The extent of religious discrimination in primary school admissions varies widely between different school types and individual schools. Estimates suggest 17% of primary school places in England are subject to religious selection, affecting well over 100,000 families a year. This includes people like Zoe from Wolverhampton, who told us via a petition: "I live right by a school (2 min walk) I would like my daughter to go to. But as we are not a religious family, I'm told she can't go there, and will now have to drive my child to school as the others are 5-10 minutes' drive."
These 17% of school places are not evenly distributed. Many faith schools operate a mix of open and selective admissions, while others can select up to 100% of their pupils based on religion. This discrimination affects people like Jonathan from Warrington who said: "My child is at the bottom of the list for our local primary school just because we are not part of any religious group."
Faith based admissions can lead to absurd demands being placed on parents, and it is well established that they lead to ethnic and socioeconomic selection. The complexity of admissions also confuses families and makes it harder to assess the impact of faith-based discrimination.
It's time politicians faced up to the damaging message that permitting religious discrimination sends to our children. For example, Charandeep from North London told us: "As a British born Sikh, the first time I felt excluded by society was when applying for primary schools. Despite having faith and regularly attending our local temple, my children were excluded."
Even among those with a range of views on faith schools, there is a lot of consensus over discriminatory admissions. Few people are willing to support religious selection. Even the faith school groups that do feel the need to obfuscate and dress this up in euphemism, such as claiming that pupils of all faiths are 'welcome to apply'. Various surveys in recent years have put support at only 15% or 17% among the public, and 18% among teachers.

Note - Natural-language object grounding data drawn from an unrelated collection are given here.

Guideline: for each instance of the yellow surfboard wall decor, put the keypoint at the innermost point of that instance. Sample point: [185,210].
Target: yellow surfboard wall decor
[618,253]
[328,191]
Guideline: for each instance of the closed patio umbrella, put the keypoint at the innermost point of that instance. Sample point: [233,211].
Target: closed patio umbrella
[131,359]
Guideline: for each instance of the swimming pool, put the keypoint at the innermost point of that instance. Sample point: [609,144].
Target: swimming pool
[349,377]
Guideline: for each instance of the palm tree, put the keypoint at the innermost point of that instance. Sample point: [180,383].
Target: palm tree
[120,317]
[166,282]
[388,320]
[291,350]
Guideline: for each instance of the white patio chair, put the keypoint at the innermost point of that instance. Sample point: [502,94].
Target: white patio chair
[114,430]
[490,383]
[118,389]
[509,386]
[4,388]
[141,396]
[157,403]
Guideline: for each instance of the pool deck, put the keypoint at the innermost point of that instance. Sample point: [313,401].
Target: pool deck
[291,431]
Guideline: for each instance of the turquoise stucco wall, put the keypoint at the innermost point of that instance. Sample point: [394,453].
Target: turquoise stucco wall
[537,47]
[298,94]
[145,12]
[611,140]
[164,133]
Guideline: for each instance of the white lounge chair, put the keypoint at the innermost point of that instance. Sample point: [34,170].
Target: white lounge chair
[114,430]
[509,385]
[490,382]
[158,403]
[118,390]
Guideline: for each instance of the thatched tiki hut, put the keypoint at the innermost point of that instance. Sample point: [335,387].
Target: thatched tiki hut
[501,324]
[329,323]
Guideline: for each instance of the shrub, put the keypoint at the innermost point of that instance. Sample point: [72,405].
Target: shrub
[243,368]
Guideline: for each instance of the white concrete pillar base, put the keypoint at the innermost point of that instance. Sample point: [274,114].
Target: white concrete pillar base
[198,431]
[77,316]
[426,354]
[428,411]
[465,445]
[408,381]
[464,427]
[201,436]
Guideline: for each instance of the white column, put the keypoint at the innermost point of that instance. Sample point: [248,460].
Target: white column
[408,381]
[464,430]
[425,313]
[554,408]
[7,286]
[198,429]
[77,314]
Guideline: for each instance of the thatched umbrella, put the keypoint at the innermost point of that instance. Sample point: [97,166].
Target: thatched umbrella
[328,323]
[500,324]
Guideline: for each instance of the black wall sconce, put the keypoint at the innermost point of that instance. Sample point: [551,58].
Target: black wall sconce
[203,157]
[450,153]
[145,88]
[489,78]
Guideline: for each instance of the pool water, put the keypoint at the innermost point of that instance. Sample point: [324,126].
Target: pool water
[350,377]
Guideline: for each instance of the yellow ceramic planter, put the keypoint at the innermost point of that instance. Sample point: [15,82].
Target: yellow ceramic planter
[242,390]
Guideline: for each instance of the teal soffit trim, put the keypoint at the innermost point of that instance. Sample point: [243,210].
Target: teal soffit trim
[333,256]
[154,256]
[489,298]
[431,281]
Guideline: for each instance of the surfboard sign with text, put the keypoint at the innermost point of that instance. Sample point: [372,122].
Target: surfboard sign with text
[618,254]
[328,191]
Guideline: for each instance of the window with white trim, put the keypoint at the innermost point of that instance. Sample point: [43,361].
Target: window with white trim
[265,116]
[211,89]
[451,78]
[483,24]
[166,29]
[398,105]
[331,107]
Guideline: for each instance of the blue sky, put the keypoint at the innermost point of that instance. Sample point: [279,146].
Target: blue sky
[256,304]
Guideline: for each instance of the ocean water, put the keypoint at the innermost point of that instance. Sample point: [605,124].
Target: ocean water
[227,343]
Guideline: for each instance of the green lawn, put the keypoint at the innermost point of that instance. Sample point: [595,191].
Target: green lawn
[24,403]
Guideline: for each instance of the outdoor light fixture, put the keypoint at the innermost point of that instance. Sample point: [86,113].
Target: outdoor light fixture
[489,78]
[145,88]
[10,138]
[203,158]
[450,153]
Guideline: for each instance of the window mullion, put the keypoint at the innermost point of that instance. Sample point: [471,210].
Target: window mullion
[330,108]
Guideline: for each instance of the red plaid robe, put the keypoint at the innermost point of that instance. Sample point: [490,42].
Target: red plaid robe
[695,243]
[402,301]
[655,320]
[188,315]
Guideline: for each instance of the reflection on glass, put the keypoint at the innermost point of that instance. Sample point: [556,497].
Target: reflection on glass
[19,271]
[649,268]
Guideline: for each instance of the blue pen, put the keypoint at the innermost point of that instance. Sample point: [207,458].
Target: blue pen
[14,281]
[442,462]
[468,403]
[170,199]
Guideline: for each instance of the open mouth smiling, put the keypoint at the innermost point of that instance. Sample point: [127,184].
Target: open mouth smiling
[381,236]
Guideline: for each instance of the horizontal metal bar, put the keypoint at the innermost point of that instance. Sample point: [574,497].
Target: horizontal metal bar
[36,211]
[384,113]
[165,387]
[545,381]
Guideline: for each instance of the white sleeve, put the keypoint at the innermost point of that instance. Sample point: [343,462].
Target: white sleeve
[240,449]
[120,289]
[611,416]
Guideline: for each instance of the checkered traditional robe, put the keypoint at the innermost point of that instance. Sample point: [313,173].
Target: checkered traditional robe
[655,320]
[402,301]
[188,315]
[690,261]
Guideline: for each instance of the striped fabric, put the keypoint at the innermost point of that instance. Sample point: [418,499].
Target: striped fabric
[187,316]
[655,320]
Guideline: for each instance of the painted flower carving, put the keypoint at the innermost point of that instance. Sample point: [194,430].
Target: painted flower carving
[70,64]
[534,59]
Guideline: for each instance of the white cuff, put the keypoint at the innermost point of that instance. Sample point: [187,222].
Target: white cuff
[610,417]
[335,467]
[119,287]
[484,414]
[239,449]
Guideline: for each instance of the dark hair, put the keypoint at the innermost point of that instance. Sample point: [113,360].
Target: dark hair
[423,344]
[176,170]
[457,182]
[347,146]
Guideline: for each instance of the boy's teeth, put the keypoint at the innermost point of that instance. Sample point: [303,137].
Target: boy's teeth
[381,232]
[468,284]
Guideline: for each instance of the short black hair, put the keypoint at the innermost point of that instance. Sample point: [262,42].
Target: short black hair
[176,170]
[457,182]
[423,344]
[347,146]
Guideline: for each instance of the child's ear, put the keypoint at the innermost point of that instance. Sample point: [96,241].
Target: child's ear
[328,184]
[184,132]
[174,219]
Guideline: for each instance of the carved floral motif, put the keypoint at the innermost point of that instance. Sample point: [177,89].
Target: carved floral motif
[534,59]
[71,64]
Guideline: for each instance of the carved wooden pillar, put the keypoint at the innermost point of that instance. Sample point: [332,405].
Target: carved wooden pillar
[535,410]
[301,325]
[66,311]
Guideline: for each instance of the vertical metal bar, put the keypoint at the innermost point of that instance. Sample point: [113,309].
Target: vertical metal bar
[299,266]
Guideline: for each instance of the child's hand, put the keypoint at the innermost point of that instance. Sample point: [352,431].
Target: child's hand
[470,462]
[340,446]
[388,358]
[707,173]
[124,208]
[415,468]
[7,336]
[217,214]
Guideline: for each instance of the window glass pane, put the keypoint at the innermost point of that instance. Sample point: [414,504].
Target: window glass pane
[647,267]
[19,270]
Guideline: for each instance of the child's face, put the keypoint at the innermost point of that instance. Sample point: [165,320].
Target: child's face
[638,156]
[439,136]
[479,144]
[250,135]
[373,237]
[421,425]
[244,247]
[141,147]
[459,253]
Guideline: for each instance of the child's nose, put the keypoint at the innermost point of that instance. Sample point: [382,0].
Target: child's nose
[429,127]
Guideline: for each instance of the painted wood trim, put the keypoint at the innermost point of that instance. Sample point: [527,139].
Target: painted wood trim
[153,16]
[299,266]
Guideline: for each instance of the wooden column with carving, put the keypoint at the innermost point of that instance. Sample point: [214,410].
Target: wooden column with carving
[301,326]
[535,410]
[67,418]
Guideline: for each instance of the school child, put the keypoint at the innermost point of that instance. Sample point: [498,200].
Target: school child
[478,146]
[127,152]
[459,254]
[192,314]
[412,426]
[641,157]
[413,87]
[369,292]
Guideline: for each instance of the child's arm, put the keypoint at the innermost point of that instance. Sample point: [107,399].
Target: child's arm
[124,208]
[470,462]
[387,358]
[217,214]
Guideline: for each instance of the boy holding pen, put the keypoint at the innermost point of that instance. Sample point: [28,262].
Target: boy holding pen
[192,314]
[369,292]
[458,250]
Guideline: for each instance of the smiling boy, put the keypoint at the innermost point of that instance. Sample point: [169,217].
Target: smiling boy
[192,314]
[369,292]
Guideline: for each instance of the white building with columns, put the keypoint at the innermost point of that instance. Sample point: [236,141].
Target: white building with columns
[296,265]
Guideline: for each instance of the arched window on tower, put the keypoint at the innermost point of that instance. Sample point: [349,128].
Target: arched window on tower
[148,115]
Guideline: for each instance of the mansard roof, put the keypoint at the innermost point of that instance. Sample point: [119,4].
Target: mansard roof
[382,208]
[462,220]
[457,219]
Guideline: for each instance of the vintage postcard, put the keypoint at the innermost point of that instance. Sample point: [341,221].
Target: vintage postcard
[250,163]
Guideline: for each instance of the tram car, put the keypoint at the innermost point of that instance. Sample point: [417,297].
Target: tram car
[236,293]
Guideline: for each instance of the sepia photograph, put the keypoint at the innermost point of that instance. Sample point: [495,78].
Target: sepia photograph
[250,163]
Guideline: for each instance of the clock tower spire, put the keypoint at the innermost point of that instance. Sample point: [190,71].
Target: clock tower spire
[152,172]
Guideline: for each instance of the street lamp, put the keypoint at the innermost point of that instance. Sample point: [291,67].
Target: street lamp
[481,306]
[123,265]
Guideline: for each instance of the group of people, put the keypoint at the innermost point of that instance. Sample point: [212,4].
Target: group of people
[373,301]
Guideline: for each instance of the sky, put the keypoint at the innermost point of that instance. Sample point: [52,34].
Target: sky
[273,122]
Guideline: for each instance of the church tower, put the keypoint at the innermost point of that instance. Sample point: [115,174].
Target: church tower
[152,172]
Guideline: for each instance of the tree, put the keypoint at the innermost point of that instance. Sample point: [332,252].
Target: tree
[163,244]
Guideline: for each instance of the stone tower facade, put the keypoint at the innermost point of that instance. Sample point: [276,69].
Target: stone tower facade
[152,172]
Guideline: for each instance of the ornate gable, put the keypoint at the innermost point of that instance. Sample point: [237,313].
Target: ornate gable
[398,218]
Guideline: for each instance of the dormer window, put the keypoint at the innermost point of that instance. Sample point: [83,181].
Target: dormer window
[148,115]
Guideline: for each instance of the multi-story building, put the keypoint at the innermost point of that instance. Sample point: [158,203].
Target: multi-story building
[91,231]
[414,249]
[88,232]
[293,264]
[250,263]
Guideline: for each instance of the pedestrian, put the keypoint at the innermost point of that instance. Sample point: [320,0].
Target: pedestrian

The government promised a national review into school admissions in 2017 – but we've been waiting for it for almost four years. But rather than stand with the majority who support inclusive admissions, politicians continue to pander to the faith school lobby. Most recently, schools minister Nick Gibb signalled that the government is potentially open to removing the cap on religious discrimination in admissions to new academies. This would make it far easier to open faith schools with potentially total religious selection.
Politicians should go in the opposite direction. Ending faith schools, or at least the Equality Act exemptions which permit discriminatory admissions, would make the admissions system fairer and simpler. In the meantime, we need to call out discrimination for what it is and shame the politicians who give this practice their support or acquiescence.
Image: Andrew Heffernan/Shutterstock.com.